The GPU in question now automatically switches to some kind of "safe clock" of 700/350 (as observed in Radeon Profile) when under heavy load such as mining (using ROCm backend on Manjaro/Arch), and cannot return to normal clock on its own. While I can force the default clocks back using Radeon Profile, however, if the card is still under load, the screen will immediately become messed up and a few seconds later the system hard resets with the GPU not detected in subsequent boots (as the screen got routed to the BMC on the motherboard instead of the video card) until I do a power cycle (manually or via IPMI).
After some failed attempts to mod the stock cooler to improve thermal condition (during which the symptoms began), I eventually replaced the cooler altogether with an Alphacool Eiswolf for this card. Despite the thermal condition has been improved greatly (it can still run Unigine Heaven tests at full clock for a short while without issues and at an acceptable 60 celsius), however, the issue with entering "safe clock" while mining does not go away.
I was able to get a usable under-load GPU clock of 1150MHz with Radeon Profile after some testing (it runs at around 40 celsius under load), but the condition only gets worse as now I can only maintain stable clock at around 1000MHz without entering "safe clock" too quickly. The "safe clock" can still kick in when I'm doing something else while mining, but as long as the clocks are set below safe ranges, I do not get system lockup/resets if I force the clock back (by reapplying).
I couldn't get any detailed logs yet as I haven't switched on debug parameters for amdgpu, but recently I was able to capture one occurrence with the log ended with "ring timeout" and "GPU reset begin" before the system hard reset.
I don't know where to start the investigation and find what caused the "safe clock" to trigger and, in case the card really got damaged, which CUs are causing issues (that I need to disable, as I just found out that I could disable CUs using boot parameters). I'm not sure which debug parameters I can use to get the information I need to look into the issue.
The current PSU installed on the system is an EVGA Supernova 750 P2 (750W 80+ Platinum) and I have both power connectors on the video card connected.
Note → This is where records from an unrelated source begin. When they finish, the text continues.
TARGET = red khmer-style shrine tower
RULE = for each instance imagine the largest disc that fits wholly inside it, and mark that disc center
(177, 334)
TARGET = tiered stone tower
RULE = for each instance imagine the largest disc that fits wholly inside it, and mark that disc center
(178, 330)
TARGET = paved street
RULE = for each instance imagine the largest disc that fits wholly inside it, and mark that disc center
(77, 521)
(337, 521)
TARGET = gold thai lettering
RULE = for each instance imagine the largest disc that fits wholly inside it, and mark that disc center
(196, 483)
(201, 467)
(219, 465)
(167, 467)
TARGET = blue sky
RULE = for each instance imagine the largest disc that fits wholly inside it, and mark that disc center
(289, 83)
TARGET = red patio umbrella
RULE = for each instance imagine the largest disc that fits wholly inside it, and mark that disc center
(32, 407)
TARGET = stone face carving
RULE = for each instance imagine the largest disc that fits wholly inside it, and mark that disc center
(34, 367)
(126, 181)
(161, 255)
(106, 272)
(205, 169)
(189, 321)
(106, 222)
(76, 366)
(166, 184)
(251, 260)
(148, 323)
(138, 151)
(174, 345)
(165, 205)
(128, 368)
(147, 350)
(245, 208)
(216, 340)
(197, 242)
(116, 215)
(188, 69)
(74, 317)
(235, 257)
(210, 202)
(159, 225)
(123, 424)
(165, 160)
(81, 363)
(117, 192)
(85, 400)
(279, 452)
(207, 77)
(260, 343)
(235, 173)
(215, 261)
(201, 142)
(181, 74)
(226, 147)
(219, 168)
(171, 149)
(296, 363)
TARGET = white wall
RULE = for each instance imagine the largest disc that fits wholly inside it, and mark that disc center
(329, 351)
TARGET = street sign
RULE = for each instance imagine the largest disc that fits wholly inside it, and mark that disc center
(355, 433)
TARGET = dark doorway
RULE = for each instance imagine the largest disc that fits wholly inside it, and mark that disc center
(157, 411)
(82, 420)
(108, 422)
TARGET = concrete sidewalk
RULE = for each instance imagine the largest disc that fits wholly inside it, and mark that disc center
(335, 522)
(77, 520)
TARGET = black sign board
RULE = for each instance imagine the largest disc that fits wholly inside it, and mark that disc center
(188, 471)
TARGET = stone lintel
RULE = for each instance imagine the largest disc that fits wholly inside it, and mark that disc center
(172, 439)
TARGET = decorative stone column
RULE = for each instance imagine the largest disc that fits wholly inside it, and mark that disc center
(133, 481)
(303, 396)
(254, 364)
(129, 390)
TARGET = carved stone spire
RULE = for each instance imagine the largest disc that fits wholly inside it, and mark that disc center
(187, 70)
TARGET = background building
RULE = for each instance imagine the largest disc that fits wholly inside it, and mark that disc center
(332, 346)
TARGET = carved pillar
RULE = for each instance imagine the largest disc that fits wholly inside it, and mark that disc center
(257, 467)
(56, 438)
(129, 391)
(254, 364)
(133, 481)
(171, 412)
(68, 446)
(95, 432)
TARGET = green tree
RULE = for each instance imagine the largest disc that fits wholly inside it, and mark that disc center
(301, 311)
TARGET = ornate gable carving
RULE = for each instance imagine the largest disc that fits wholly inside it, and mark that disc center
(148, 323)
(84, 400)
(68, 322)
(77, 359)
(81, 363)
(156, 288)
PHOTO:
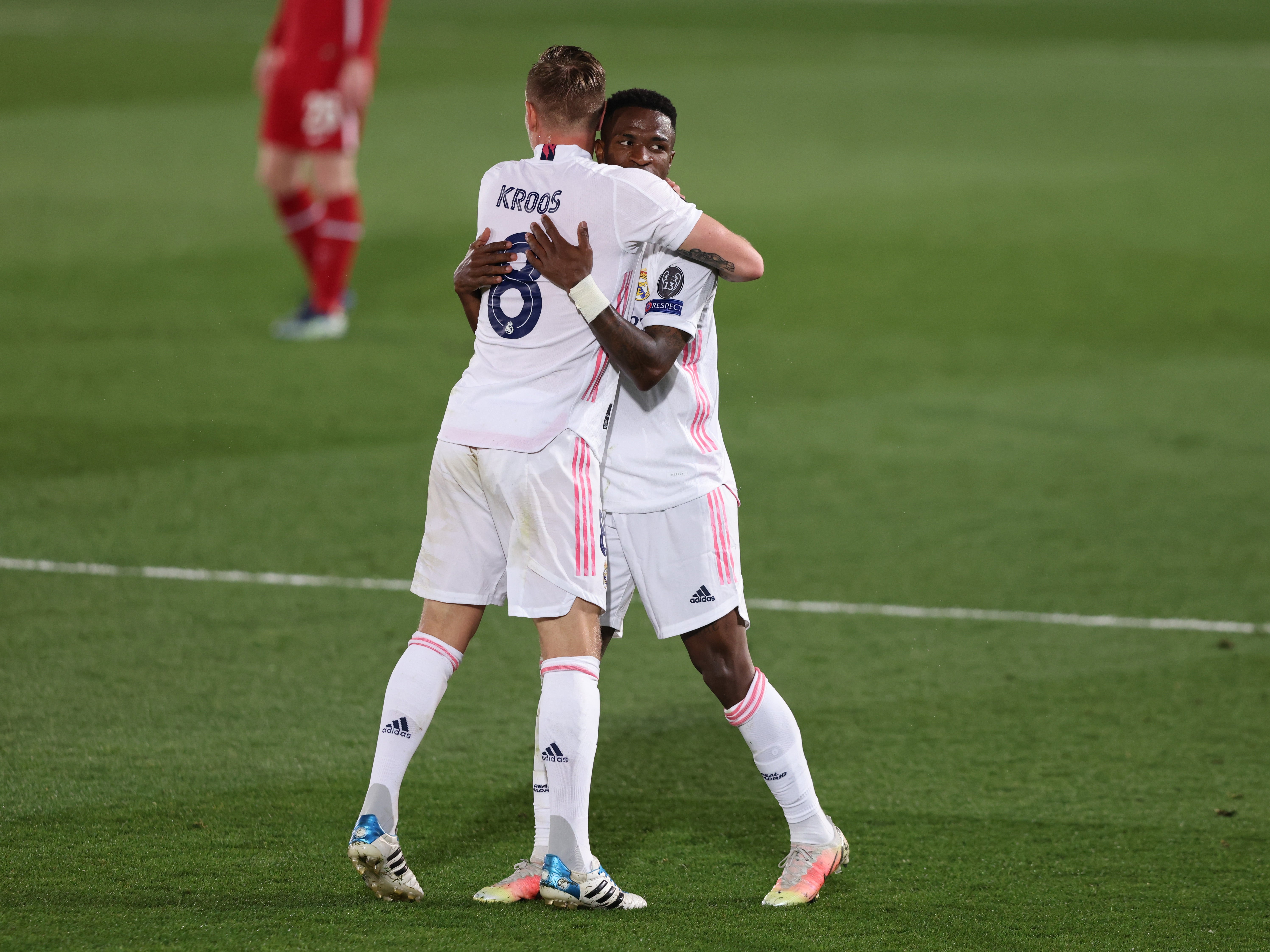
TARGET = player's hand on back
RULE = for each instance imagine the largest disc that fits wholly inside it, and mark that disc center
(559, 262)
(356, 83)
(484, 265)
The power supply should be sufficient and shouldn't be a problem.
After all, the experience with this card raised a lot of questions that I previously have neglected, especially regarding cooling, such as which kind of thermal compound/pads to use, where and how to apply/place them... but personally, cooling was never this hard to get right even with some very power-hungry CPUs I currently have.
A little update:
Was able to trigger system lockup/hard reset even at low clock speed (at around 1000MHz) last night. It happened when I reapplied the clock settings after it entered safe clock again, most likely due to that I was also doing something else on the system (which caused the card to enter safe clock in the first place).
I still couldn't find a way to increase the log verbosity, but I've tried the following:
1. Disabling CUs to match that of a Vega 56 (amdgpu.disable_cu=0.0.14,0.0.15,1.0.14,1.0.15,2.0. 14,2.0.15,3.0.14,3.0.15, found in the Phoronix post). This obviously had no effect as I'm yet to know which are the real ones I should disable, or if this problem can really be worked around or not this way.
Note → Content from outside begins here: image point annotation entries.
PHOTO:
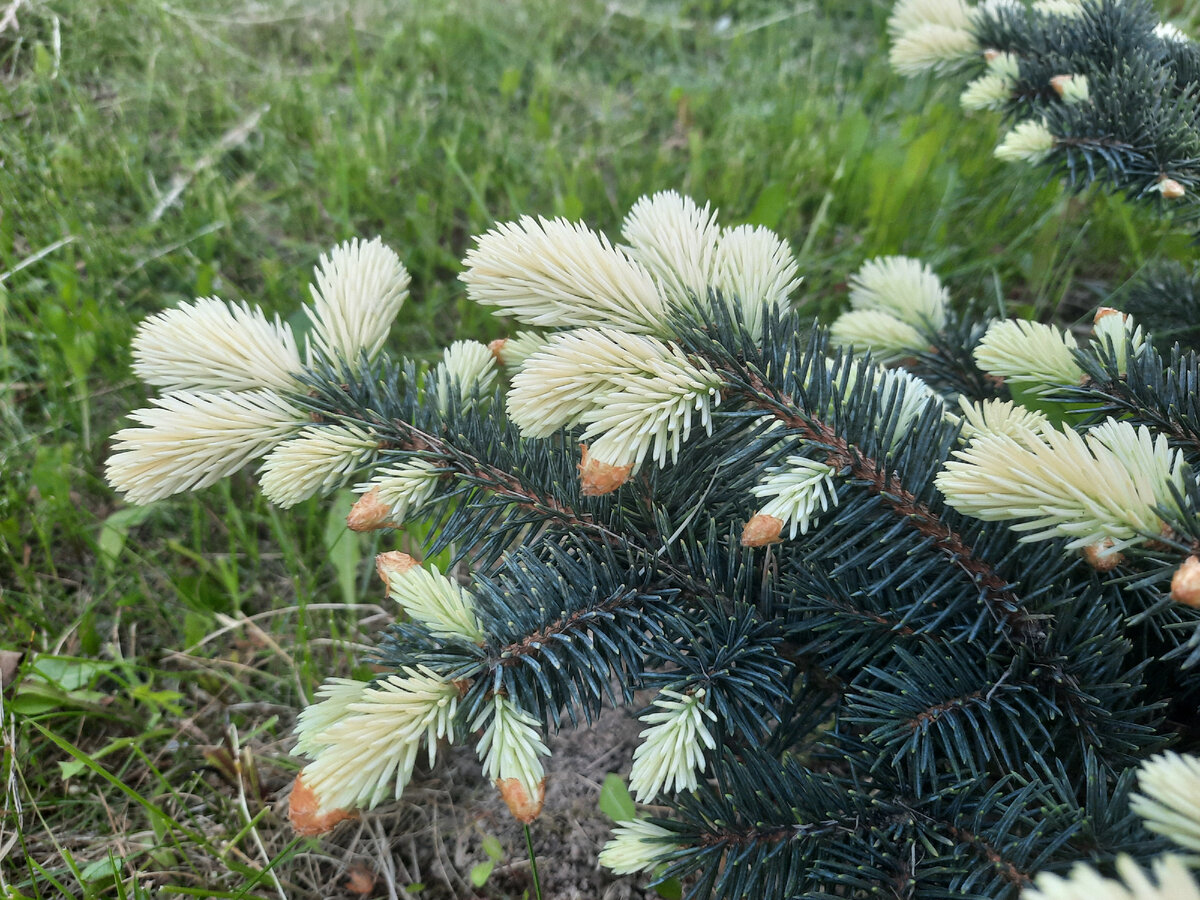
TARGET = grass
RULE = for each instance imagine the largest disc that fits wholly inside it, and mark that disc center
(151, 153)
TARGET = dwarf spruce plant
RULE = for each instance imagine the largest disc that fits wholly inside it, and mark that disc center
(907, 605)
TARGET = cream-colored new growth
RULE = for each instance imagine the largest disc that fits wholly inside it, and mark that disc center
(672, 750)
(210, 345)
(438, 603)
(635, 846)
(360, 287)
(318, 460)
(798, 492)
(373, 748)
(511, 744)
(756, 267)
(677, 241)
(1030, 353)
(1087, 489)
(903, 287)
(1169, 802)
(405, 487)
(1174, 882)
(558, 274)
(191, 441)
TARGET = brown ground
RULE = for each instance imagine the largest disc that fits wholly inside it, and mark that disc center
(433, 837)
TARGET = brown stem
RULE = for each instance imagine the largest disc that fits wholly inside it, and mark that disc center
(841, 455)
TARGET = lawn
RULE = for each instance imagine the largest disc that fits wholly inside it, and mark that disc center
(154, 658)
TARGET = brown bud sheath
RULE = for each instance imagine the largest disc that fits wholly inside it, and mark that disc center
(600, 478)
(1171, 189)
(522, 807)
(304, 810)
(393, 562)
(1186, 582)
(1101, 557)
(762, 531)
(370, 514)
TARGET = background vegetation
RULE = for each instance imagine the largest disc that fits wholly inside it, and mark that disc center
(150, 153)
2. Disabling DC (amdgpu.dc=0): The system won't boot at all.
3. Setting amdgpu.vm_update_mode=3: The system freezes a short while after startup, but it doesn't hard reset. I can just press the reset button and the card still works after reboot, without having to do a power cycle.
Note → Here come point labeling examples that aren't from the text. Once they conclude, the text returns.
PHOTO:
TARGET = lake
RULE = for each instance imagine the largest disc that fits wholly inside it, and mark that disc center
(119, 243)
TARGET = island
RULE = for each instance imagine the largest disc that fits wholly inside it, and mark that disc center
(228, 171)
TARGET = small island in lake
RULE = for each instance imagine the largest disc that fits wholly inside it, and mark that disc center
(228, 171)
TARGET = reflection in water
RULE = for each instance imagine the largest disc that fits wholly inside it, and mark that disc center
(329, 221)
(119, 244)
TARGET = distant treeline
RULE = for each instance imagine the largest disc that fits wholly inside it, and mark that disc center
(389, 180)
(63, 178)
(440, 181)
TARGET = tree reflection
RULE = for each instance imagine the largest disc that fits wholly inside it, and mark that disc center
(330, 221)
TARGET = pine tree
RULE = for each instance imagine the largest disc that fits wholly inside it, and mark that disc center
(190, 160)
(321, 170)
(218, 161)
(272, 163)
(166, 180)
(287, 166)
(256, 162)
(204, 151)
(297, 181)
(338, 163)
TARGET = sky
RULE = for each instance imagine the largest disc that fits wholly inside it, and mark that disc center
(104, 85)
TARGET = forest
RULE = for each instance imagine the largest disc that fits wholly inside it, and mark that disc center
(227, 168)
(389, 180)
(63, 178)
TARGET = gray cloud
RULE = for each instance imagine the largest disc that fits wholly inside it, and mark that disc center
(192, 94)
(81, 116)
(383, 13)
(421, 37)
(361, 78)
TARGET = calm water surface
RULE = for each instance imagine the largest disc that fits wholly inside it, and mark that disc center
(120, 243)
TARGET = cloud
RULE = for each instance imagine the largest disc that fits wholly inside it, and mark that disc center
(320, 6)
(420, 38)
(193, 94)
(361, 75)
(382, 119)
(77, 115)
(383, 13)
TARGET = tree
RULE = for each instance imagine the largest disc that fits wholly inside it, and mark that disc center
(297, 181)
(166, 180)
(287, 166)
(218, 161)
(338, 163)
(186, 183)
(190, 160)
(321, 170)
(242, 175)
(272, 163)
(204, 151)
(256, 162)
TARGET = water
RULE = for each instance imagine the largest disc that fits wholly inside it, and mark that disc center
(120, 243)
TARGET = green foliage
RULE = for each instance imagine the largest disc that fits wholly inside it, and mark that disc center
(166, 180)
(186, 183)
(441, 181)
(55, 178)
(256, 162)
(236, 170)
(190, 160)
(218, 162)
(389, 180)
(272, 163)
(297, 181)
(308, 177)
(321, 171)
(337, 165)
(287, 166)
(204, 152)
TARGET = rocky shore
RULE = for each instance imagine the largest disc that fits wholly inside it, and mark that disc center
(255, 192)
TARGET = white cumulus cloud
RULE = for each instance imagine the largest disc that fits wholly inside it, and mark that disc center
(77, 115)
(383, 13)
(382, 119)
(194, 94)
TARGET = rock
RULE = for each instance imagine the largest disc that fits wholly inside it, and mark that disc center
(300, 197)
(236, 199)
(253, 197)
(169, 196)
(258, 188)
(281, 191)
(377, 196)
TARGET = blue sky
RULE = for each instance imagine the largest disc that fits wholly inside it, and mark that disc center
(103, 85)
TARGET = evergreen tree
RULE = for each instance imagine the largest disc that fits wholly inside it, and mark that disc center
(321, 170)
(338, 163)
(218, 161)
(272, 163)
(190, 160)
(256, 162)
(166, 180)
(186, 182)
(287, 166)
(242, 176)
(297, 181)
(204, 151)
The system is currently at the latest stable kernel (5.3), but the problem had existed for quite a while (on all kernel versions, so it must be due to the hardware itself).
NOTE: On the other hand, the card seems to intermittently cause stutters to the system possibly with some related but corrected AERs showing in the system log, but the problem went away after I set the PCIe slot the card is on to GEN2 speed.